Starbucks (SBUX) shares slumped lower Monday after CEO Howard Schultz, in his first move as interim boss of the world's biggest coffee chain, suspended the group's stock buyback program.
Schultz, who stepped down as CEO in 2008 but served as executive chairman until 2018, returned to the helm following the surprise retirement of former CEO Kevin Johnson and vowed to employees to "work with all of you to design our next Starbucks ... where we work together to create a positive impact in the world."
Starbucks had said, under CEO Johnson in February, that it "stood by" its commitment to returning $20 billion to shareholders, in dividends and buybacks, over the next three years.
Schultz said cash spent on buybacks would be better directed towards "investing more into our people and our stores", adding it is the "only way to create long-term value for all stakeholders."
“Our vision is to once again reimagine a first-of-a-kind for-purpose company in which the value we create for each of us as partners, for each of us as customers, for our communities, for the planet, for shareholders — comes because our company is designed to share success with each of us and for the collective success of all our stakeholders,” Schultz wrote in a letter to employees on Monday.
Starbucks shares were marked 5.25% lower in early Monday trading to change hands at $86.87 each, a move that would extend the stock's year-to-date decline to around 25.5%.
Schultz, once a fledgling candidate for President in the 2020 election, looks to have followed at least the spirit of President Joe Biden's move to restrict corporate share buybacks in his recent budget proposal.
S&P 500 companies bought back $882 million worth of shares last year, the highest total on record, and the Biden Administration wants to limit the ways in which CEOs -- and other company executives -- can sell their own shares back to the company as part of those repurchases.
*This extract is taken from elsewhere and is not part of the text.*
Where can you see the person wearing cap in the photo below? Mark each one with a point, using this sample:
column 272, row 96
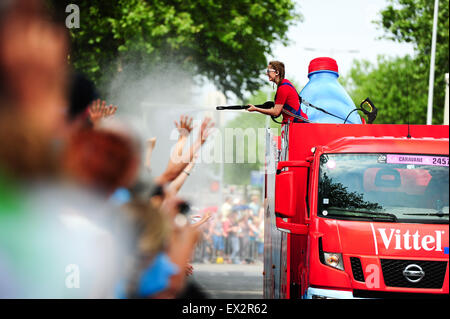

Starbucks lowered its 2022 profit guidance last month, and said it would begin hiking prices across its food and beverage menu, amid the ongoing hit to input costs from supply chain disruptions and slowing sales in China.
The group posted weaker-than-expected earnings of 72 cents per share, missing Street forecasts by 8 cents, even as sales rose 19% to $8.1 billion.
Sales in China, however, its most important market outside of the United States, fell 14% on a like-for-like basis amid Covid-linked disruptions in the world's second-largest economy.